# Cats vs Dogs redux (kaggle)

This code implements a deep learning classification model to distinguish between images of cats and images of dogs. It makes use of the pretrained VGG16 model<sup>1</sup> by using the Python `vgg` class [provided by Fast.AI](https://github.com/fastai/courses/blob/master/deeplearning1/nbs/vgg16.py) as part of their [Practical Deep Learning for Coders](http://course.fast.ai/lessons/lesson1.html) course as well as their [`utils.py`](https://github.com/fastai/courses/blob/master/deeplearning1/nbs/utils.py) package.

The code assumes that their is a data folder whose structure is defined in the [Prepare Data](https://github.com/DanGolding/kaggle_cats_vs_dogs_redux/blob/master/Prepare%20data.ipynb) notebook in this repository.

<sup>1</sup>K. Simonyan, A. Zisserman [Very Deep Convolutional Networks for Large-Scale Image Recognition](https://arxiv.org/pdf/1409.1556.pdf), arXiv technical report, 2014

In [1]:
from __future__ import division,print_function

import os, json
from glob import glob
import numpy as np
np.set_printoptions(precision=4, linewidth=100)
from matplotlib import pyplot as plt
from matplotlib.image import imread
%matplotlib inline

import utils; reload(utils)
from utils import plots
import vgg16; reload(vgg16)
from vgg16 import Vgg16

Using gpu device 0: Tesla K80 (CNMeM is disabled, cuDNN 5103)
Using Theano backend.


In [2]:
path = "data/"
# path = "data/sample/"
batch_size=64

Train the model

In [3]:
vgg = Vgg16()
batches = vgg.get_batches(path+'train', batch_size=batch_size)
val_batches = vgg.get_batches(path+'valid', batch_size=batch_size*2)
vgg.finetune(batches)
vgg.fit(batches, val_batches, nb_epoch=1)


Found 23000 images belonging to 2 classes.
Found 2000 images belonging to 2 classes.
Epoch 1/1


In [4]:
vgg.model.save_weights(path + 'results/ft1.h5')

Run the trained model on the test data

In [30]:
# test_data = utils.get_data(path + 'test',10)

TypeError: 'int' object is not iterable

In [26]:
# preds, idxs, classes = vgg.predict(test_data)

NameError: name 'test_data' is not defined

In [6]:
test_batches, predictions = vgg.test(path + 'test1', batch_size = batch_size*2)

Found 12500 images belonging to 1 classes.

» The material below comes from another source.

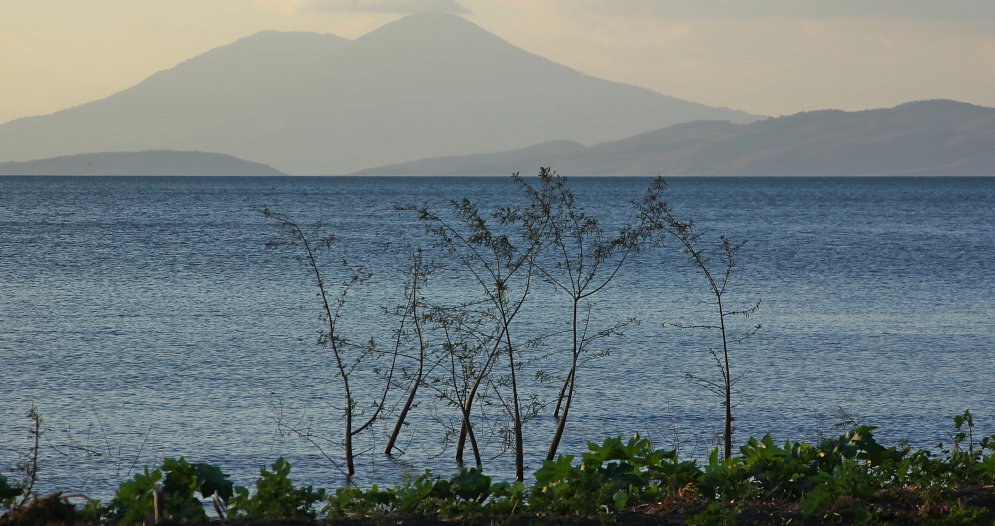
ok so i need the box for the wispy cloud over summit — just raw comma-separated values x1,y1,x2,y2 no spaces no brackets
554,0,995,22
287,0,470,15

Prepare the results for kaggle submission

In [26]:
filenames = test_batches.filenames
utils.save_array(path + 'results/test_predictions.dat',predictions)
utils.save_array(path + 'results/test_filenames.dat',filenames)

In [34]:
ids = np.array([int(filename.split('.')[0].split("/")[1]) for filename in filenames])
results = np.vstack((ids,np.clip(predictions,0.05,0.95)[:,1])).T

In [45]:
np.savetxt(path + 'results/results.csv',results,fmt='%d,%.5f',delimiter=',',header='id,label',comments='')

In [46]:
from IPython.display import FileLink
FileLink(path + 'results/results.csv')